A: My mother is a city girl and my father is a woodsman and hunter. I have both those impulses in me, so I have spent a lot of time in the wilderness myself, fishing, mushroom hunting, making fires on the beach, and walking alone in places where there are owls and caribou and other wildlife. I lived for much of the past fifteen years in a house in the woods in Newfoundland. Whenever I meet an old trapper or hunter I like to get in his truck or on the back of his skidoo and see some of his world. I like talking to older men about their wilderness adventures, and comparing them with my own. Labrador, for me, is a place full of magnetic energy, and I have gone on extended trips there and listened to people and let the power of its landscape soak into me. People who live there have generously shared the land and its lifestyle with me, from ice fishing for smelt, to staying in Innu encampments, and learning how to sew rabbitnose slippers out of caribou hide. I have also studied a lot of maps and nonfiction books about that land, though I never intended to write a novel set there until this novel presented itself to me.

Q: Why is writing about Newfoundland and Labrador important to you?

A: It is the place I have lived from the time I was eight years old until recently. When I was eight, my family moved there from the industrial north of England, so the new landscape was a seismic shock to me; a complete departure from what I had known as a child—and I think the sudden wilderness with its stark, primeval landscape became a kind of second geography that I have used some of my writing to explore.
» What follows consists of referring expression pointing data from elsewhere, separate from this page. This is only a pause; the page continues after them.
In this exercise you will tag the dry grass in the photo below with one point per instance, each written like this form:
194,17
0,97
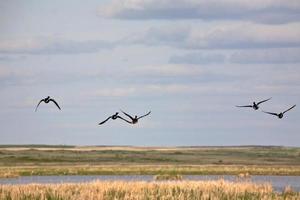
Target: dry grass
189,190
148,170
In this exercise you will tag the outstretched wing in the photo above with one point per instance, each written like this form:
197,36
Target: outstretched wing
271,113
144,115
125,120
39,104
247,106
289,108
104,121
127,115
55,103
264,101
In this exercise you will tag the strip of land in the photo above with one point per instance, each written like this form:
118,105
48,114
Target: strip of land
146,190
126,160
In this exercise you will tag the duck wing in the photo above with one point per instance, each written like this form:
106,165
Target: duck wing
264,101
39,104
55,103
125,120
270,113
247,106
289,109
104,121
144,115
127,115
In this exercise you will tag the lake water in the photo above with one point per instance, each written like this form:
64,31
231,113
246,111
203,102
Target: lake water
278,182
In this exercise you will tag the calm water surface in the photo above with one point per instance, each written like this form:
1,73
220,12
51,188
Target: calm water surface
278,182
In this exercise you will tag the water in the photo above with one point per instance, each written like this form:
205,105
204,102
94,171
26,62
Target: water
278,182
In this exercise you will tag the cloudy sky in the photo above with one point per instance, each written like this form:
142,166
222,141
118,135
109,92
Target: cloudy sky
188,61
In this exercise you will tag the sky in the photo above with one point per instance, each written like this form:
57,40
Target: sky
188,61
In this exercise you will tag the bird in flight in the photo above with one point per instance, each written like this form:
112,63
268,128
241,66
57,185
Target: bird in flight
47,100
254,105
280,115
134,119
114,117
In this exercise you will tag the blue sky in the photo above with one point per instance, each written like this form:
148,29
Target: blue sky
189,62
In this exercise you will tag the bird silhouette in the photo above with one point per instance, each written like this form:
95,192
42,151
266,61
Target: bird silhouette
47,100
254,105
280,115
134,119
114,117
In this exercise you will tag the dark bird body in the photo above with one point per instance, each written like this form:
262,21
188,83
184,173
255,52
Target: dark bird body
47,100
114,117
134,119
254,105
280,115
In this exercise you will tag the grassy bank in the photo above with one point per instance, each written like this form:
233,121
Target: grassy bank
148,170
145,190
71,160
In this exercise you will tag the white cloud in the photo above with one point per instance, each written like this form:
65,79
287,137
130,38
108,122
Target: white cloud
274,56
233,36
268,11
197,58
50,45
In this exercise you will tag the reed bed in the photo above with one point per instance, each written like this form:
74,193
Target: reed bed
147,170
138,190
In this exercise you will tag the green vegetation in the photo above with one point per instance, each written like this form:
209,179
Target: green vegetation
71,160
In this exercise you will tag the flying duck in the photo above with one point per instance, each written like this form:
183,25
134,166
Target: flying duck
280,115
134,119
47,100
254,105
114,117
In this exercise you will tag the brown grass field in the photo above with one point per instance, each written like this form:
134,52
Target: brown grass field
181,190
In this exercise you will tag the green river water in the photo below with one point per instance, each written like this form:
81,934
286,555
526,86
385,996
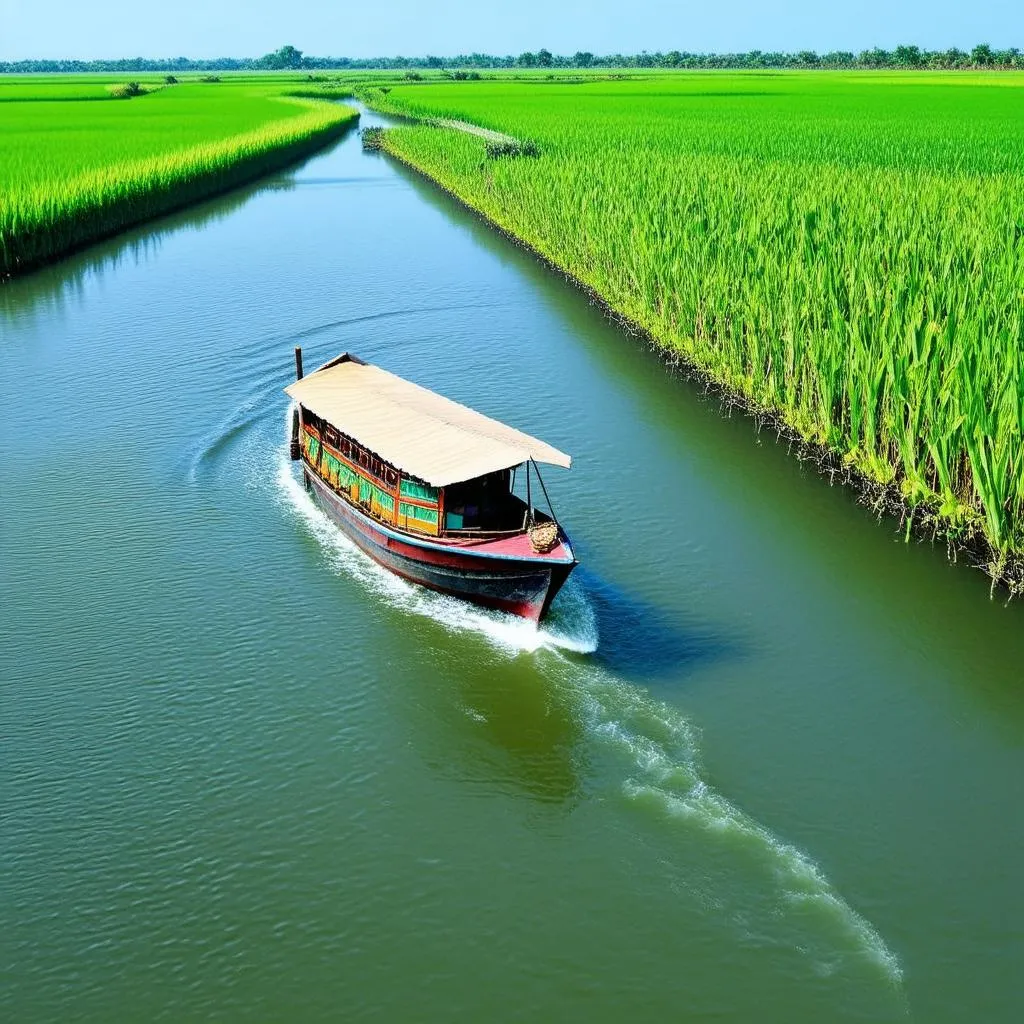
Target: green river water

Q: What do you plan to work on next?

A: I’m working on a comic murder mystery narrated by a woman who stumbles upon crimes while she is trying to write a manifesto on how to grow old magnificently instead of being defeated by age. It is set in Montreal, where I now live, and it taps the urban side of my imagination rather than the wilderness side of Annabel. The murder mystery is illustrated, and I see it as the first in a trilogy.